Tuesday, October 13, 2015

Nobelist Angus Deaton



Market antipathies and neo-Malthusian doomsday talk are widespread and go hand-in-hand. There is much that they miss. Deirdre McCloskey celebrated the Great Fact.  And the world now knows that Nobelist Angus Deaton celebrated The Great Escape.  Deaton notes in his Preface that, The Great Escape is a movie about men escaping from a prisoner-of-war camp in WW II. The Great Escape in this book is the story of mankinds escape from deprivation and early death, how people have managed to make their lives better and led the way for others to follow. (p. ix) Read the book.
Note Deaton's last phrase. One can say that there is good inequality and bad inequality. The former refers to earned success and is enlightening; the latter refers to entrenched and sclerotic rent-seeking, the bread and butter of our political class.

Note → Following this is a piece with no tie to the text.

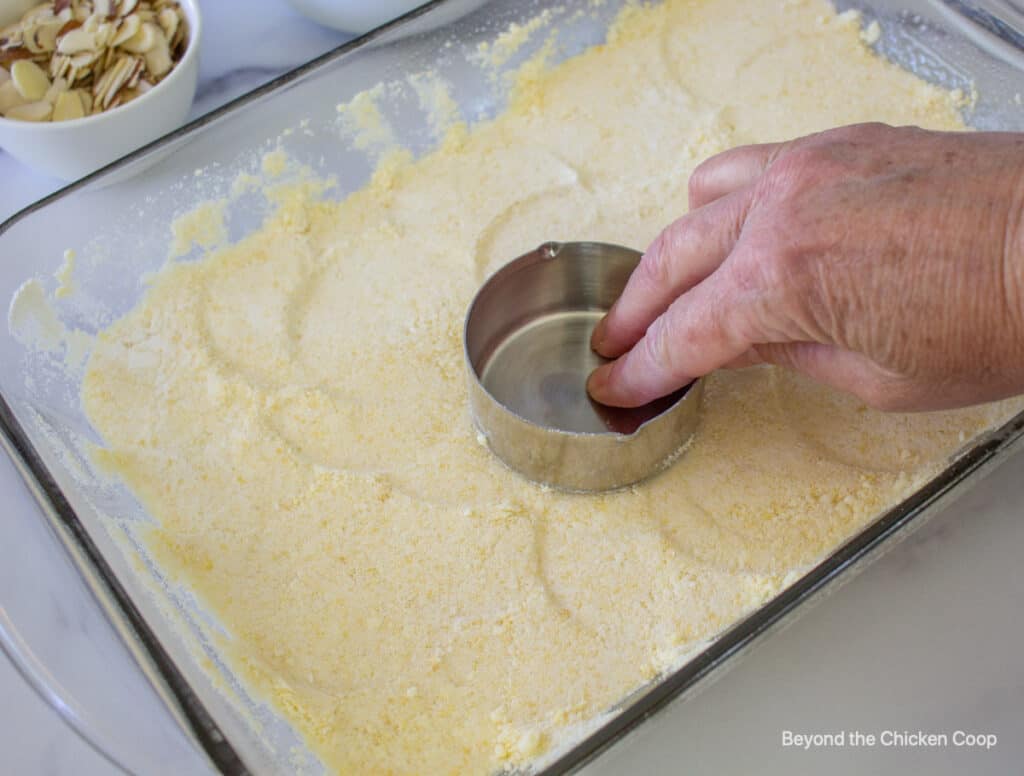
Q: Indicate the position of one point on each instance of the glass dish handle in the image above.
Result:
(54, 632)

Here is much more on Deaton.  Even more at Marginal Revolution,
Back to Facts and Escapes. Steven Landsburg put it this way:
Modern humans first emerged about 100,000 years ago. For the next 99,800 years or so, nothing happened. Well, not quite nothing. There were wars, political intrigue, the invention or agriculture but none of that stuff had much effect on the quality of peoples lives.  Almost everyone lived on the modern equivalent of $400 to $600 a year, just above the subsistence level.  True there were always aristocracies who lived far better, but numerically, they were quite insignificant …” Steven Landsburg (WSJ, 2007)
William Baumol and his colleagues wrote:
 The most astonishing thing about the extraordinary growth and innovation that the U.S. and other economies have achieved over the past two centuries is that it does not astonish us. (W.J. Baumol, R.E. Litan and C.J. Schramm, Good Capitalism, Bad Capitalism, and the Economics of Growth andProsperity, 2007)
There is more shouting from many rooftops left to do. Great that the relevant Nobel Committee is on the case.